Shinjo Kaori, Takeshita Akihiro, Sahara Naohi, Kobayashi Miki, Nakamura Satoki, Shigeno Kazuyuki, Naito Kensuke, Maekawa Masato, Ohnishi Kazunori, Ohno Ryuzo
Department of Internal Medicine III, Hamamatsu University School of Medicine, Japan.
Intern Med. 2005 Aug;44(8):818-24. doi: 10.2169/internalmedicine.44.818.
To examine laboratory data including total blood cell count, leukocyte morphology and coagulation parameters during treatment for acute promyelocytic leukemia (APL) at a single institute, and compare the precise differences between all-trans retinoic acid (ATRA) and arsenic trioxide (As2O3) treatment.
Sixteen patients with APL who were treated with ATRA or As2O3 alone and achieved complete remission (CR) were analyzed. ATRA 45 mg/m2/day was given orally until CR. As2O3 0.15 mg/kg/day was given intravenously until leukemic blasts and promyelocytes were eliminated from the bone marrow.
All 7 patients in the ATRA-treated group were primary cases and all 9 patients in the As2O3-treated group were relapsed cases after the achievement of CR with the ATRA. There was no difference in the data before treatment between these two groups. The duration of leukocytopenia and neutropenia during As2O3 treatment was significantly longer than those of ATRA treatment.

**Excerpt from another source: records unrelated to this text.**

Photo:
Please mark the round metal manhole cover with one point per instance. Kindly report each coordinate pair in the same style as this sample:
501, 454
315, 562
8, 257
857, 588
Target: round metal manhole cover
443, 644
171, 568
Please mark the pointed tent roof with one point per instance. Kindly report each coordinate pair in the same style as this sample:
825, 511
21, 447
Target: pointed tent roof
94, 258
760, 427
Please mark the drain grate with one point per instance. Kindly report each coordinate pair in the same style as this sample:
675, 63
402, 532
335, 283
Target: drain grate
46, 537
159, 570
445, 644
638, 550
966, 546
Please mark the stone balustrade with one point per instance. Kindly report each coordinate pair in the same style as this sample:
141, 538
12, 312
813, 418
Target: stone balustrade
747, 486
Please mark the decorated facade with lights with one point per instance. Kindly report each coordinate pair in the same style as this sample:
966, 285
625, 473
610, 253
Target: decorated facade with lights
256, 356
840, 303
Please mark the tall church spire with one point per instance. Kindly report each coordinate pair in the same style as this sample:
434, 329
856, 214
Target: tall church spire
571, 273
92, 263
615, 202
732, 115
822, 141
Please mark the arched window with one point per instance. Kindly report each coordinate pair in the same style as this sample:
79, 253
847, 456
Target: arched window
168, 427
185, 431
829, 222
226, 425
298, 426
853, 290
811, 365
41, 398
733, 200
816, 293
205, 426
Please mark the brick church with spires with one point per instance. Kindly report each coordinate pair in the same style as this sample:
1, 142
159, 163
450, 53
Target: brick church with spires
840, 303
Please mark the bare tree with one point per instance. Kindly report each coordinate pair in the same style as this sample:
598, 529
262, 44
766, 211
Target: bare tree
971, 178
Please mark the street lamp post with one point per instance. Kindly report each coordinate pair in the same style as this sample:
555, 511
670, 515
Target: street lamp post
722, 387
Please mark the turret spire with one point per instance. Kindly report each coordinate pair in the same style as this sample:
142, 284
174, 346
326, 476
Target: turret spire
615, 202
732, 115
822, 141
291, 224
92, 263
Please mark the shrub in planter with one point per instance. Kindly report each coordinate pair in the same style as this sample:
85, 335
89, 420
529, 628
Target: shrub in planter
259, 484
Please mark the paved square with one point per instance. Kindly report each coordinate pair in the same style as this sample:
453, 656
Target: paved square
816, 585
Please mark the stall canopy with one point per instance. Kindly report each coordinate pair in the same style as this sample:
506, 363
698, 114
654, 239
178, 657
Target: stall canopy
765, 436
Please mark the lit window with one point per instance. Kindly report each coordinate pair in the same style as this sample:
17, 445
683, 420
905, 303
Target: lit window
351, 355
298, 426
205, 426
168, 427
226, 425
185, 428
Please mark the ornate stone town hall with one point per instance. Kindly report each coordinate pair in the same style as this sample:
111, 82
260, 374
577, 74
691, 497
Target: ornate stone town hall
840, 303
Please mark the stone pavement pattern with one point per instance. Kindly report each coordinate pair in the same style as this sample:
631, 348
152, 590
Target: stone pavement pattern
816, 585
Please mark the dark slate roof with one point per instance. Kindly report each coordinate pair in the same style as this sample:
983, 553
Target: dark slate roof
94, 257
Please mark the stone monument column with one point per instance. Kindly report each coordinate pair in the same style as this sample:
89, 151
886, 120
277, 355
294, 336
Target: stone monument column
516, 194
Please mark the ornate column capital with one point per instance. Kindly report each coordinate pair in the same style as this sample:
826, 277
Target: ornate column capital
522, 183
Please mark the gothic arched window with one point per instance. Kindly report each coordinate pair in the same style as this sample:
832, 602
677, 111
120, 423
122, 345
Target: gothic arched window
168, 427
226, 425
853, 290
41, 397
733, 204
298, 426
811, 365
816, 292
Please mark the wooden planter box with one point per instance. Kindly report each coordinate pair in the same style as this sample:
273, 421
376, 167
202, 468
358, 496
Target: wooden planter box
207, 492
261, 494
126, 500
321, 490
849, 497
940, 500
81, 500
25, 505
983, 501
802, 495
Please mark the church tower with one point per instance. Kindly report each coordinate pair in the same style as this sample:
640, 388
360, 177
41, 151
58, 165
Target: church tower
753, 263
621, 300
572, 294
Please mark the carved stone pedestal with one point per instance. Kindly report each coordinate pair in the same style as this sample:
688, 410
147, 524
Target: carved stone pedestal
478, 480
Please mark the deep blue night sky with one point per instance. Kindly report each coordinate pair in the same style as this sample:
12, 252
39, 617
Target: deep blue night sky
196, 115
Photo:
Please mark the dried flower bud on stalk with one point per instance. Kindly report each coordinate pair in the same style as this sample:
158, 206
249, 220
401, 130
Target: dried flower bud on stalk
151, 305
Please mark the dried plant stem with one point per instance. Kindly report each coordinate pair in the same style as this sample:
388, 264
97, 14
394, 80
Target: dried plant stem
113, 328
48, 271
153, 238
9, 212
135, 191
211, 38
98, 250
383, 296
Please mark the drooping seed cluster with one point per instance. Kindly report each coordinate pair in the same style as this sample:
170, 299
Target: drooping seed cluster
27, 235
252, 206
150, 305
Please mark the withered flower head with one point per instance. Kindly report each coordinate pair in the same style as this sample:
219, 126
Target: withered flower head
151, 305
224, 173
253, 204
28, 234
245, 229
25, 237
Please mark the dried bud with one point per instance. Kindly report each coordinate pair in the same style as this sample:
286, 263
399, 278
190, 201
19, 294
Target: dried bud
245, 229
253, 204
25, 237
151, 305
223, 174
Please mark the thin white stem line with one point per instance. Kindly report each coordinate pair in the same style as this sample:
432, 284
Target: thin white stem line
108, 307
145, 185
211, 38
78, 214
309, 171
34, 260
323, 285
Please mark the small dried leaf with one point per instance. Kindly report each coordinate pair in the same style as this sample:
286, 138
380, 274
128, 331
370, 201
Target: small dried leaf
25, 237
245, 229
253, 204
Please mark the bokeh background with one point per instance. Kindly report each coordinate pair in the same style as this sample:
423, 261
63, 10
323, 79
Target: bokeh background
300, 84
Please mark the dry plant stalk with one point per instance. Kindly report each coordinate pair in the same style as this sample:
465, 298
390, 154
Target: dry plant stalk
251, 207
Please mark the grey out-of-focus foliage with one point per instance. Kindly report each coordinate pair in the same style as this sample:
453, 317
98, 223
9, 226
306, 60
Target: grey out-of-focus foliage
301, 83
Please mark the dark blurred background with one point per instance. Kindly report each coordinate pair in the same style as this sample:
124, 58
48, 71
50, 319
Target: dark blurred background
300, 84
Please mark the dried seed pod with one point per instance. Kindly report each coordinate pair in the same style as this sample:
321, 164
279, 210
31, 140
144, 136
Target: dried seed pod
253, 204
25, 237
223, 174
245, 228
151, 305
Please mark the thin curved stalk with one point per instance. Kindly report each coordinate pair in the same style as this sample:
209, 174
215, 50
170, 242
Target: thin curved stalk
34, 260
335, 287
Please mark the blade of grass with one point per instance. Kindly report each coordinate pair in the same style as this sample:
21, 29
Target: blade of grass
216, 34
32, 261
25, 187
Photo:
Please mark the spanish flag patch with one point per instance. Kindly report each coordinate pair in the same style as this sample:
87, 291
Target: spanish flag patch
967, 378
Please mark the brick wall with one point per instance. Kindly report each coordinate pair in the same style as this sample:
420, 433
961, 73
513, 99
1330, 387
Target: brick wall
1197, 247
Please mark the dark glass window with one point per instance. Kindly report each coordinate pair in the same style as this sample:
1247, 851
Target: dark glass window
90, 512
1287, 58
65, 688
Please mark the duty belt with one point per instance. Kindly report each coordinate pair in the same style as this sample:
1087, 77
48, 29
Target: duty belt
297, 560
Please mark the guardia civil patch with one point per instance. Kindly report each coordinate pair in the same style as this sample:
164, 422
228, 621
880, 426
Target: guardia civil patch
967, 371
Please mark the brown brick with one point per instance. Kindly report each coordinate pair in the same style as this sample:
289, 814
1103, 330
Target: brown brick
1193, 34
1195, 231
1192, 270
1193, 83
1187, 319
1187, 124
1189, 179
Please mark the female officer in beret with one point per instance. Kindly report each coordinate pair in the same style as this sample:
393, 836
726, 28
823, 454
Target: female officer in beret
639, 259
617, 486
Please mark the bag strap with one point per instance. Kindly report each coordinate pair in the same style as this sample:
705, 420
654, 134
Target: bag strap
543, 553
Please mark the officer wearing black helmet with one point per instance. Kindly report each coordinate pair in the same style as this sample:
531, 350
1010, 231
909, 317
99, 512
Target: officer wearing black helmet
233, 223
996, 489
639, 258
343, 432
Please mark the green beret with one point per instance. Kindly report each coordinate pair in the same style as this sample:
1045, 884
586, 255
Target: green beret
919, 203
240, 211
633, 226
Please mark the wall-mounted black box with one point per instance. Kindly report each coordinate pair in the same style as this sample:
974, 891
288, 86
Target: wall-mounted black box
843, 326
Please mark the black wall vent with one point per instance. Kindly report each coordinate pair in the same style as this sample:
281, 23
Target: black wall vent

The nadir of leukocyte and neutrophil counts was observed later in the As2O3-treated group. Terminal neutrophil differentiation was observed more obviously in the ATRA-treated group. The red blood cell count and hemoglobin concentration decreased significantly at the end of As2O3 treatment and were lower than those of ATRA treatment. Platelets recovered earlier in the ATRA-treated group. Coagulation parameters were not significantly changed between the two groups.
In comparison with ATRA treatment, the recovery of several components in the peripheral blood cells was delayed in As2O3 treatment. Therefore we should pay more and longer attention in As2O3 treatment.
在一家机构检查急性早幼粒细胞白血病(APL)治疗期间的实验室数据,包括全血细胞计数、白细胞形态和凝血参数,并比较全反式维甲酸(ATRA)和三氧化二砷(As2O3)治疗之间的确切差异。
分析16例单独接受ATRA或As2O3治疗并达到完全缓解(CR)的APL患者。口服给予ATRA 45mg/m²/天直至CR。静脉给予As2O3 0.15mg/kg/天直至白血病原始细胞和早幼粒细胞从骨髓中消除。
ATRA治疗组的所有7例患者均为初发病例,As2O3治疗组的所有9例患者均为ATRA达到CR后的复发病例。两组治疗前的数据无差异。As2O3治疗期间白细胞减少和中性粒细胞减少的持续时间明显长于ATRA治疗。As2O3治疗组白细胞和中性粒细胞计数的最低点出现较晚。ATRA治疗组终末中性粒细胞分化更明显。As2O3治疗结束时红细胞计数和血红蛋白浓度显著下降,且低于ATRA治疗组。ATRA治疗组血小板恢复较早。两组凝血参数无明显变化。
与ATRA治疗相比,As2O3治疗外周血细胞中几种成分的恢复延迟。因此,在As2O3治疗中我们应给予更多且更长时间的关注。